The first wave came with enactment in the early ‘70s of the Clean Water,
Clean Air and Endangered Species acts. The second wave began in 1980 with passage
of the Superfund law, which imposed a tax on the chemical and petroleum industries
and gave the federal government more authority in citing companies for releasing
hazardous substances into the environment.
Now, says Hecht, who is chair of the State Bar’s Environmental Law Section,
comes the third wave. “Most policymakers and scientists believe if we
don’t do anything about climate change, it’s going to have a significant
impact,” says Hecht, adding that attorneys are needed in every phase
of the action.
For many California lawyers, that action began years ago with the first rumblings
that the world was getting dangerously warmer. Conscientious environmental
lawyers were already keeping up on environmental issues, including global warming,
through the popular media, scientific journals and seminars, as well as the
Internet.
“We do have a climate change practice involved in several different
areas of climate change,” says Peter Weiner, who heads the West Coast
environmental practice of Paul, Hastings, Janofsky & Walker. “We’re
involved in this on a national and international scale, and we’ve been
involved with it for some number of years.” The areas of involvement
include both the transactional and regulatory side of climate change, including
carbon trading, carbon caps, carbon sequestration (storage of carbon underground
or in the ocean) and promotion of wind and geothermal energy. “It’s
very important to keep ahead of the curve,” says Weiner. “If you’re
an energy company, a venture capitalist looking at clean tech funds, if you’re
almost any business these days, you have to know something about climate change.

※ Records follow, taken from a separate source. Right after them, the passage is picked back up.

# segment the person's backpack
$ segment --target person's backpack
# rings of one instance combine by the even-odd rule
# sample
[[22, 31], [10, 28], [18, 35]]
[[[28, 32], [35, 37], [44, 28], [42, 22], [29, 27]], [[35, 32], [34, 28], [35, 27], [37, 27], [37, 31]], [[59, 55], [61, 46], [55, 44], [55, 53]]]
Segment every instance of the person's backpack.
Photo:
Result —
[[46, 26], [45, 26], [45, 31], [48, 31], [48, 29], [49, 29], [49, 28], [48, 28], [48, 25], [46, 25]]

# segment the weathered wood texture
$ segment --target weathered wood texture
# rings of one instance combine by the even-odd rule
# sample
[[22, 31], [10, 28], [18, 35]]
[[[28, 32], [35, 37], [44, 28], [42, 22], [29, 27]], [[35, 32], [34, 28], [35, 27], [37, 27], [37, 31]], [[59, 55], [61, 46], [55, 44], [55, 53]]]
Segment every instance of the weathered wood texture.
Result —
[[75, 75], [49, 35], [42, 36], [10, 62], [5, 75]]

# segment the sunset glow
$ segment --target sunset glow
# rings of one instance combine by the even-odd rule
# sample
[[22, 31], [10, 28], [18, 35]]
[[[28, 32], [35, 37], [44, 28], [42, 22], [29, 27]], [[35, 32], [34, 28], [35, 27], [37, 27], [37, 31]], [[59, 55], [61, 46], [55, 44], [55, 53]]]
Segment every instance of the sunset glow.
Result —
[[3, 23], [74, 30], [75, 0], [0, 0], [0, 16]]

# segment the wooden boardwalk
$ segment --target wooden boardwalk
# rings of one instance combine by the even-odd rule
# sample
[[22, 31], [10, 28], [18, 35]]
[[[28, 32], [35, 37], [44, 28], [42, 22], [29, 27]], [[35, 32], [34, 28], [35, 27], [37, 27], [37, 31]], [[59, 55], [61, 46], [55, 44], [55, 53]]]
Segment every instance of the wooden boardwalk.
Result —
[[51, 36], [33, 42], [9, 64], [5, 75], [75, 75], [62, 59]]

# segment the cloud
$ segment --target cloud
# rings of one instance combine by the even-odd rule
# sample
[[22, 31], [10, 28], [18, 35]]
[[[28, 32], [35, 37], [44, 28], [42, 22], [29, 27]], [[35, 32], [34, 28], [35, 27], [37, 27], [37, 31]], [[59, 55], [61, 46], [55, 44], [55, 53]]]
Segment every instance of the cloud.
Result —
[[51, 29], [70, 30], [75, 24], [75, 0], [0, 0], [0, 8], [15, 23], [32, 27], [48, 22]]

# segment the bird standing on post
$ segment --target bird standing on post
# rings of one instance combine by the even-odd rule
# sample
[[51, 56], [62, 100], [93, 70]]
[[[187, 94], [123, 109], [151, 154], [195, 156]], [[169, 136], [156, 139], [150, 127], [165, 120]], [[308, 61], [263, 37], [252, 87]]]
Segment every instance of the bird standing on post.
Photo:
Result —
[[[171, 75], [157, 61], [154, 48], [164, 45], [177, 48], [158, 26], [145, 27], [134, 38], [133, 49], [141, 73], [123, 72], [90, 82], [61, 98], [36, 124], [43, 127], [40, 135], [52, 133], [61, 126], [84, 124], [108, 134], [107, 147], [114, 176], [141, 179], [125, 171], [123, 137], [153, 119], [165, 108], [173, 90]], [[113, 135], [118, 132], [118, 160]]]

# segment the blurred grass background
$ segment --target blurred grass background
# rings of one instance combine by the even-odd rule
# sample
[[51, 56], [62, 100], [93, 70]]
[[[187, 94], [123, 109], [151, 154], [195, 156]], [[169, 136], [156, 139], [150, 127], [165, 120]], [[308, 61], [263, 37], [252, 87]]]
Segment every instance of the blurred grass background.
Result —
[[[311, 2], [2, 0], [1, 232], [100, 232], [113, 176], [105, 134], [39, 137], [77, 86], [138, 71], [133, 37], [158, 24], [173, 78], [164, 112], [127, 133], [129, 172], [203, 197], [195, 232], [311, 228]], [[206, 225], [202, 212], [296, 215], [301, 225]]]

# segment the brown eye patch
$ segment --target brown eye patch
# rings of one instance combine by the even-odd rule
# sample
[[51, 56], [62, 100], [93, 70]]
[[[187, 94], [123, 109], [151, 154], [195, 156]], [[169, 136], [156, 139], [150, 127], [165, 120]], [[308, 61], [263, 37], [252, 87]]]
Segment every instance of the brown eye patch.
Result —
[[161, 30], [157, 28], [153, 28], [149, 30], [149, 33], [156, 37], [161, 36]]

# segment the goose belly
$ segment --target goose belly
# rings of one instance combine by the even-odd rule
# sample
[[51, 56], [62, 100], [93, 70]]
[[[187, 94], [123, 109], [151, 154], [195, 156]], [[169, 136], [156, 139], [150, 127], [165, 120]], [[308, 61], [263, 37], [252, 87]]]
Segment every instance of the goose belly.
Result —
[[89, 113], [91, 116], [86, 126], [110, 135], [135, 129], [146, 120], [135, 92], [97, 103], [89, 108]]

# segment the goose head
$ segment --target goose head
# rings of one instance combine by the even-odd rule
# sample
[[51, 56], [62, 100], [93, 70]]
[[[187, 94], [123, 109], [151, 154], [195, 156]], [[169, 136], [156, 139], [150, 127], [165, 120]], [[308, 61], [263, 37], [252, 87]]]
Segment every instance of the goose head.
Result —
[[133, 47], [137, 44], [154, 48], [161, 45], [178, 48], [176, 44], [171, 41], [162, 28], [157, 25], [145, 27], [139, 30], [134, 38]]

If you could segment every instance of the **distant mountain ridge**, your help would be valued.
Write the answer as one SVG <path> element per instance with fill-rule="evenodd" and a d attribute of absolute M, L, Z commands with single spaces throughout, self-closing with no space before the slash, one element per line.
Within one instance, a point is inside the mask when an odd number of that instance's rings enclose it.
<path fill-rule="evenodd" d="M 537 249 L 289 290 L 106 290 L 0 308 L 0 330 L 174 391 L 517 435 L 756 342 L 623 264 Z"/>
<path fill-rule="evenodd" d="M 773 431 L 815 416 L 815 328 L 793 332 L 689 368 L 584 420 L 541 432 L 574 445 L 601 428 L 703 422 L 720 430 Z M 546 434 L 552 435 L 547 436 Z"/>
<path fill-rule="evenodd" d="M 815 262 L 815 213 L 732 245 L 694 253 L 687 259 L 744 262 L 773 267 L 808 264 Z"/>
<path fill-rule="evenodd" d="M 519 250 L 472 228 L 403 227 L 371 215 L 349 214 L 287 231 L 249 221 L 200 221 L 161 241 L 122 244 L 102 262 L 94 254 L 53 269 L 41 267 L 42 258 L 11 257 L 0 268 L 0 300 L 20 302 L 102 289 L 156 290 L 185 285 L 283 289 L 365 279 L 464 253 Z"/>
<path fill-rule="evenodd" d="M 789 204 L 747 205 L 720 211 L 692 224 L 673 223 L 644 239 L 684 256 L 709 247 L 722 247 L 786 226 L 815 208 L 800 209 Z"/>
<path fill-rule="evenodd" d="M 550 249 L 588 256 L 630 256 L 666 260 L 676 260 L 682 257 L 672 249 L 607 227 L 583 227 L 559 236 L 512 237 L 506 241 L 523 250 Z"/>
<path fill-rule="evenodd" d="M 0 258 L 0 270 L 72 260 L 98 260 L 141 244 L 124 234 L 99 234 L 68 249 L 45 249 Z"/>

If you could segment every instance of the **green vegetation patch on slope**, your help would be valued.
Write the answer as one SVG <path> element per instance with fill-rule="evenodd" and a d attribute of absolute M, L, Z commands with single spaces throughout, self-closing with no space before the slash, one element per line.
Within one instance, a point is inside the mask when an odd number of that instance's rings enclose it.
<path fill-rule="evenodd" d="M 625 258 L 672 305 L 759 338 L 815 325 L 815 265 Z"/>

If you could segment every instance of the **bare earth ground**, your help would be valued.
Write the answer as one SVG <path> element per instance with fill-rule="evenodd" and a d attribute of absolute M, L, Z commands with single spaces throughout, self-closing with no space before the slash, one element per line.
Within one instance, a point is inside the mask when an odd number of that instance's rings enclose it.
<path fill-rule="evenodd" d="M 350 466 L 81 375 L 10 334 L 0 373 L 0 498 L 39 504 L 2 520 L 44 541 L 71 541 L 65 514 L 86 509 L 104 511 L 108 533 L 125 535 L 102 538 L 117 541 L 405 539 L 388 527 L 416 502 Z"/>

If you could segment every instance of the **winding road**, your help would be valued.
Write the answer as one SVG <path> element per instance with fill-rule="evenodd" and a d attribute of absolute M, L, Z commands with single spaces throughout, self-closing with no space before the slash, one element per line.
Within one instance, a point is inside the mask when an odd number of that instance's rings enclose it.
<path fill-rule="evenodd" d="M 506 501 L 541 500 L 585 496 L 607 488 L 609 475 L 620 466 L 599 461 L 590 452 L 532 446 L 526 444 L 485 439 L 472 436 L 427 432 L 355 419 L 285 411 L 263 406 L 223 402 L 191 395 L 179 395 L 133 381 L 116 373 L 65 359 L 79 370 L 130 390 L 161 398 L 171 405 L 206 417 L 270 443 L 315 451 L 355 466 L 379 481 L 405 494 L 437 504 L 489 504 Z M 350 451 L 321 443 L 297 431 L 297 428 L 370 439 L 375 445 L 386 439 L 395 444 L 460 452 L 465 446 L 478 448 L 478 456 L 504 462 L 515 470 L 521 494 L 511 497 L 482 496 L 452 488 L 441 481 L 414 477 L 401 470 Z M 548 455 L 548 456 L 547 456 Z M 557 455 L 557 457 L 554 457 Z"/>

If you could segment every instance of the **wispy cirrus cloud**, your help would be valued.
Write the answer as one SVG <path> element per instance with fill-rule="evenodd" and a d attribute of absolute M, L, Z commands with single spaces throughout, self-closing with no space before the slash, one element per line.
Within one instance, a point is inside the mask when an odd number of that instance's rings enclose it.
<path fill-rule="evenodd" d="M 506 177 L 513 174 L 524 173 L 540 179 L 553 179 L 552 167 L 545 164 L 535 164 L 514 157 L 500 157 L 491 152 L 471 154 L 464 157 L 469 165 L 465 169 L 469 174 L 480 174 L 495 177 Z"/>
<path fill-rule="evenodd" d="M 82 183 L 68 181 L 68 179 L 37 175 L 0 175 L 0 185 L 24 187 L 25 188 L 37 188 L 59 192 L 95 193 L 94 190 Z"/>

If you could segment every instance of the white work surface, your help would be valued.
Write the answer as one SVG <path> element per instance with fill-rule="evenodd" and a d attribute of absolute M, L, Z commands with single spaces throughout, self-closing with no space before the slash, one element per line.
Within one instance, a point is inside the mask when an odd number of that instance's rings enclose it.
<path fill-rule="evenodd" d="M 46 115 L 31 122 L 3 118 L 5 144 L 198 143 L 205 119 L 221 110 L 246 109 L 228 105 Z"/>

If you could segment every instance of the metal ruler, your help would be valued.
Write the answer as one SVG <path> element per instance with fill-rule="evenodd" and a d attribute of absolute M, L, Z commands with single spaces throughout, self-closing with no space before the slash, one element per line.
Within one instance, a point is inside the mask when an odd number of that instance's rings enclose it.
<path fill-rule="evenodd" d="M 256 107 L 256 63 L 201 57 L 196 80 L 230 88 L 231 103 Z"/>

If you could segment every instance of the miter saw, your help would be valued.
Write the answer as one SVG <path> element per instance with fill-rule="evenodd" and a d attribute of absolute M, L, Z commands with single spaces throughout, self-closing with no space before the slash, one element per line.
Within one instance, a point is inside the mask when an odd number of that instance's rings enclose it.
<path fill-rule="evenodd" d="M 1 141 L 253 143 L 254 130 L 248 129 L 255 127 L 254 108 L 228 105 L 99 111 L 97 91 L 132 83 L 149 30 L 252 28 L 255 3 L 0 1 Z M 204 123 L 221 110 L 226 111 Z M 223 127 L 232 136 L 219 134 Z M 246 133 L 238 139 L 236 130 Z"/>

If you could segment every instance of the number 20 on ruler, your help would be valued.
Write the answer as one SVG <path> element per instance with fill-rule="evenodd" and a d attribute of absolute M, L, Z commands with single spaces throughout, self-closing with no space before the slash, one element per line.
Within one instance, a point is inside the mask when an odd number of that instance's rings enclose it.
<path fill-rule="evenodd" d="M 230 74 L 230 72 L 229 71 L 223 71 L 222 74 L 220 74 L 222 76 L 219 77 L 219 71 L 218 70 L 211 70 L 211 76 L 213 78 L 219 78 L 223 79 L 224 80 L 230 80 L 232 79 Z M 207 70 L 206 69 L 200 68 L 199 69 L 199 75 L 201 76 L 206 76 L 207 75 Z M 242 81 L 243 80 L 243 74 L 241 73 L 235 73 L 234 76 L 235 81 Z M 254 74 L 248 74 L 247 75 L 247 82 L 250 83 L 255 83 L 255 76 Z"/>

Plus, it’s important to a lot of philanthropists who are looking where
to direct their investment.” The firm also does corporate finance for
energy companies.
Despite the growing general interest in global warming, the California focus
became even more intense in September when Gov. Schwarzenegger signed a landmark
bill, AB32, that calls for a reduction in California’s greenhouse gas
emissions to 1990 levels by 2020. The legislation is the model for greenhouse
gas emission reduction bills not only in other states but around the world.
Fernando Villa, a shareholder and environmental attorney with Greenberg Traurig
in Santa Monica, says his firm is ahead of the game because its environmental
specialists had a voice in crafting the bill by offering expertise and opinions
during public hearings on the legislation. “One of the wonderful things
about getting involved in new legislation when it’s passed is we become
as expert as anybody,” says Villa.
The legislation as well as the daily international interest in global warming
is keeping California lawyers busy. Villa says that although he has a strong
background in the environment in general and climate change in particular,
through both interest and necessity, he is “hitting the books” even
more. There’s nothing pleasurable, he says, when “clients come
in, ask a question and you don’t know anything about it.” His firm
represents “clients across the spectrum,” including investors,
developers, manufacturers, individuals and trade organizations. He foresees
a host of activities for his firm, from advising clients on how to meet new
emissions standards to being ready for possible litigation and challenges to
new rules and how they are enforced.
Practice groups in environmental law have been or are being set up in a number
of firms, including Villa’s. More lawyers are being hired, either as
environmental specialists or to free the environmental specialists already
at the firms to concentrate on the ramifications of the landmark legislation.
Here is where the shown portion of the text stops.